"You're a monster!" Kiori was visibly hurt by those words. He had been called that many times before by nameless, faceless individuals, but the word seemed to hold a far more potent connotation coming from Rylee. At first he thought it was just a result of his magic and that soon she would come around, but as she went on he found out that there was something more fundamentally repulsive about him. He had lost himself. Despite all his efforts to at the very least remain human, he had become warped into something else. "Rye, I--" but she would not wait to hear an explanation. She began walking off into the woods, not seeming to care in the slightest if there was an assassin waiting for just such a moment to slaughter his prey.
Then, he felt something strange bubbling up within him: anger. Honest to God, human anger. He got up off the ground and began to walk after her. "Wait!" he said, his voice stern and strong, no longer the cold the cold and stoic voice of an assassin. "You don't get to just spit on me like that and walk away!" Indeed, it was clear that he was angry as he followed after Rylee, but it was also clear that there was none of the killing intent that coated every word the assassins spoke. "You want to talk about your Kio? Fine, let me tell you exactly what happened to that twelve-year-old boy after the Assassins Guild showed up out of nowhere and tore him away from his family and his best friend without giving him so much as a chance to say goodbye. It starts off innocent enough: they teach you how to hunt animals. Their fledgling assassins become expert trackers, learn how to handle knives and weapons, learn to kill another living thing, all while thinking 'hey, this isn't so bad.' Then, they don't tell you, but one hunt is for a human. You slowly realize that the tracks are human footprints, but all you can do is watch as they tie him -- or her -- up, leave them helpless, and then they hand you the knife.
"It is this moment that determines whether you get to be a human or not. Most kids cannot kill a human so easily. They hesitate, try to run away, or break down crying afterwards. However, the guild makes sure that the knife is in the child's hand when it cuts the target's throat, by force if necessary. Then, that child's conditioning begins. It is every form of cruelty you can imagine. Torture, blackmail, death matches, anything the guild needs to do to get you to stop feeling. However, your Kio was a special one. He knew what the Assassins Guild was about. He thought, 'I just want to get through this so I can see Rye again someday.' His greatest fear, above all else, was being made into one of those monsters he'd heard so much about. And your Kio was able to put two-and-two together. When they handed him the knife, there was no hesitation."

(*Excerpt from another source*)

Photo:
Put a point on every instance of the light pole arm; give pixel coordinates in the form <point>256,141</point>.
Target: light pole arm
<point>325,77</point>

Kiori had never thought back to his first kill before; he had spent all these years trying not to think of it, trying not to show any of his feelings to the guild. But now, free from those shackles, his voice shuttered as he recounted that day. "I kept my hand steady, I held my tears in, and I didn't so much as allow myself to gasp. They said I was a natural, and they had no reason to break me. It was like that for every single kill, and eventually I got used to it. If I am a monster now, Rye, it could have been 100 times worse. Your Kio is still here. He's just a bit tired from a decade of not feeling anything. And I'm damn sure that as stubborn as you are, you would've become one of the broken ones." His voice tapered off at the end of the story, his anger subsiding after the release that he had been waiting for so long. "I'm sorry that I suggested something so disgusting, but I'm just trying to keep us alive. If you die, then I feel like it will all have been for nothing."